Tobias grunted something negative and began to move away from the streetlamp. He put one leg in front of the other slowly. Left, right, he moved without purpose, his body desperate to escape the thoughts that tormented his mind. Left, right… the soles of his shoes dragged a little on the pavement. Tobias put his hand in his coat pocket, searching. Faintly something metal clicked in the night.

A light appeared in the building to their left, throwing a long shadow out on the street. The little square of light fluttered when figures moved behind the curtains. It disappeared just as abruptly as it had appeared, like the flick of a candle. If people were moving about, it meant that the all-clear had sounded and the police would soon be back on patrol. The last thing Victor wanted was to be stopped for inspection when his brother was like this.

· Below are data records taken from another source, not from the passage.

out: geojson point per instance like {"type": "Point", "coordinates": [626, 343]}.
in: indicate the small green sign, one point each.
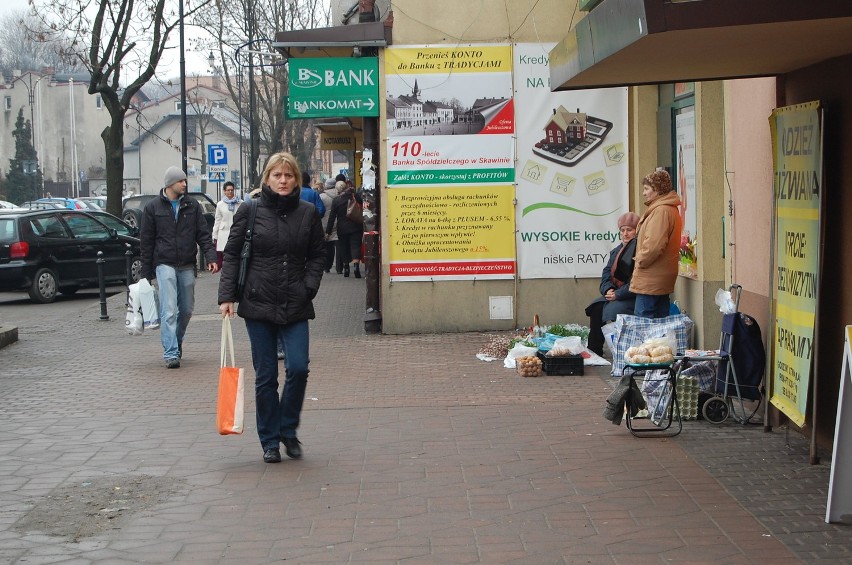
{"type": "Point", "coordinates": [333, 87]}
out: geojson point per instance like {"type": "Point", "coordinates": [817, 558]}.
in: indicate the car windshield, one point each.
{"type": "Point", "coordinates": [7, 230]}
{"type": "Point", "coordinates": [113, 223]}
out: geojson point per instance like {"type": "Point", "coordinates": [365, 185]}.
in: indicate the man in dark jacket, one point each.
{"type": "Point", "coordinates": [172, 226]}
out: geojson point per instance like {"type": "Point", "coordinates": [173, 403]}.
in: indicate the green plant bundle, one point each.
{"type": "Point", "coordinates": [569, 330]}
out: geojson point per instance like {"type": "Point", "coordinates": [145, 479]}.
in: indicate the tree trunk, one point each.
{"type": "Point", "coordinates": [113, 137]}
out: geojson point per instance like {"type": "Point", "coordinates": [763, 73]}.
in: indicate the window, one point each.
{"type": "Point", "coordinates": [48, 227]}
{"type": "Point", "coordinates": [7, 230]}
{"type": "Point", "coordinates": [84, 227]}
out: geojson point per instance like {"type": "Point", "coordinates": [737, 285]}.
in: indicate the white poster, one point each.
{"type": "Point", "coordinates": [572, 171]}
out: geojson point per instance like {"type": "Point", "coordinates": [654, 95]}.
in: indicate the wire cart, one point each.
{"type": "Point", "coordinates": [740, 364]}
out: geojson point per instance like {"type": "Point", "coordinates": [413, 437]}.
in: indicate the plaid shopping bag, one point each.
{"type": "Point", "coordinates": [631, 331]}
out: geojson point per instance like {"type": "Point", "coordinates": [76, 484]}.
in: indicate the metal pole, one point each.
{"type": "Point", "coordinates": [128, 258]}
{"type": "Point", "coordinates": [182, 92]}
{"type": "Point", "coordinates": [240, 113]}
{"type": "Point", "coordinates": [102, 285]}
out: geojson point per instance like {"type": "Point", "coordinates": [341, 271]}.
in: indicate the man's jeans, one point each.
{"type": "Point", "coordinates": [177, 299]}
{"type": "Point", "coordinates": [278, 416]}
{"type": "Point", "coordinates": [652, 306]}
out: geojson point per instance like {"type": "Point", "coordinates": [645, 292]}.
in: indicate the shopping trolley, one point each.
{"type": "Point", "coordinates": [665, 411]}
{"type": "Point", "coordinates": [741, 361]}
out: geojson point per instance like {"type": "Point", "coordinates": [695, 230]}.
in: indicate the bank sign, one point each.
{"type": "Point", "coordinates": [333, 87]}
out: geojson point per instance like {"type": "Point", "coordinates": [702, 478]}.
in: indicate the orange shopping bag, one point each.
{"type": "Point", "coordinates": [231, 405]}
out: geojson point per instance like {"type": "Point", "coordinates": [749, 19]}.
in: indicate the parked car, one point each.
{"type": "Point", "coordinates": [39, 205]}
{"type": "Point", "coordinates": [50, 251]}
{"type": "Point", "coordinates": [70, 203]}
{"type": "Point", "coordinates": [99, 201]}
{"type": "Point", "coordinates": [121, 227]}
{"type": "Point", "coordinates": [132, 208]}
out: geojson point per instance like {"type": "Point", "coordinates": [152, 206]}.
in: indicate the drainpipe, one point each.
{"type": "Point", "coordinates": [372, 223]}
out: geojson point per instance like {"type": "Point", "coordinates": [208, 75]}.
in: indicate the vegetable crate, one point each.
{"type": "Point", "coordinates": [566, 365]}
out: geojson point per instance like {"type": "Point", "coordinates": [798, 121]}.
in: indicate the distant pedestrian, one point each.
{"type": "Point", "coordinates": [327, 194]}
{"type": "Point", "coordinates": [283, 277]}
{"type": "Point", "coordinates": [225, 209]}
{"type": "Point", "coordinates": [349, 233]}
{"type": "Point", "coordinates": [173, 226]}
{"type": "Point", "coordinates": [308, 194]}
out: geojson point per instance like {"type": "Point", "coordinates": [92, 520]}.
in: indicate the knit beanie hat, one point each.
{"type": "Point", "coordinates": [660, 181]}
{"type": "Point", "coordinates": [173, 175]}
{"type": "Point", "coordinates": [628, 219]}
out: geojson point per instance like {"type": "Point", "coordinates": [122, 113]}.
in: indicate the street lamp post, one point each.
{"type": "Point", "coordinates": [254, 137]}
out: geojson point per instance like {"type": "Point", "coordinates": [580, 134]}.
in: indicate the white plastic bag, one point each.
{"type": "Point", "coordinates": [610, 333]}
{"type": "Point", "coordinates": [519, 350]}
{"type": "Point", "coordinates": [150, 305]}
{"type": "Point", "coordinates": [133, 319]}
{"type": "Point", "coordinates": [725, 302]}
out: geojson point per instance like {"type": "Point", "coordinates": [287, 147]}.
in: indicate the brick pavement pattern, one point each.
{"type": "Point", "coordinates": [415, 452]}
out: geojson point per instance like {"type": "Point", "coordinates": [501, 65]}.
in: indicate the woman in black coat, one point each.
{"type": "Point", "coordinates": [283, 277]}
{"type": "Point", "coordinates": [615, 297]}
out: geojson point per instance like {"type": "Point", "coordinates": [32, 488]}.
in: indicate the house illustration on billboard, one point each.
{"type": "Point", "coordinates": [565, 126]}
{"type": "Point", "coordinates": [570, 136]}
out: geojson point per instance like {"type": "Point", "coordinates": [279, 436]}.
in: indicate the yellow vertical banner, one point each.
{"type": "Point", "coordinates": [797, 182]}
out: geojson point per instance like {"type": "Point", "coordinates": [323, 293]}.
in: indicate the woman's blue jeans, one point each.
{"type": "Point", "coordinates": [176, 289]}
{"type": "Point", "coordinates": [278, 415]}
{"type": "Point", "coordinates": [652, 305]}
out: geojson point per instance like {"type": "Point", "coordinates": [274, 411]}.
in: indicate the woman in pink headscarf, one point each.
{"type": "Point", "coordinates": [616, 297]}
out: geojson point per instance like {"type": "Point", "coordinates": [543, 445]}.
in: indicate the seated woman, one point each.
{"type": "Point", "coordinates": [615, 297]}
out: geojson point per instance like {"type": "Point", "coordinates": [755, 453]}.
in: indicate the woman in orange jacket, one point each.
{"type": "Point", "coordinates": [657, 247]}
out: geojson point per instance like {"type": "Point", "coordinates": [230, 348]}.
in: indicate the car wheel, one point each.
{"type": "Point", "coordinates": [131, 218]}
{"type": "Point", "coordinates": [135, 270]}
{"type": "Point", "coordinates": [44, 286]}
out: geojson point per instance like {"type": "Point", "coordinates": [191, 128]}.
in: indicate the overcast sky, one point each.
{"type": "Point", "coordinates": [169, 67]}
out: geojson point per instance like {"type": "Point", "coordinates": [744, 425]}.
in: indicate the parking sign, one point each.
{"type": "Point", "coordinates": [217, 154]}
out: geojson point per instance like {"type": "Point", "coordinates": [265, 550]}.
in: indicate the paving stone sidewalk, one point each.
{"type": "Point", "coordinates": [415, 452]}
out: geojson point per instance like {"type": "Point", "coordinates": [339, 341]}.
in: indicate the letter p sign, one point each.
{"type": "Point", "coordinates": [217, 154]}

Tobias had managed to put enough distance between them; he was partially obscured by the fog and darkness. Victor had to squint to make out the outline of his brother, the hands no longer stuffed in the pockets but hanging limply at his sides, head bowed so his chin sank into the collar of his pullover and coat.

The clicking came again. Like a key turning inside a lock. And immediately after it, a voice was talking, muffled, distant.

“Tobby?”

“—dispatched me from the regiment.” The voice grew louder but still Victor made a step towards his brother, this spectre. “Do you remember why they sent me home?”

“You got injured. Your leg. Enemy fire,” Victor said, keeping his words deliberately short.

Click.

Like a coin pushed inside a slot machine.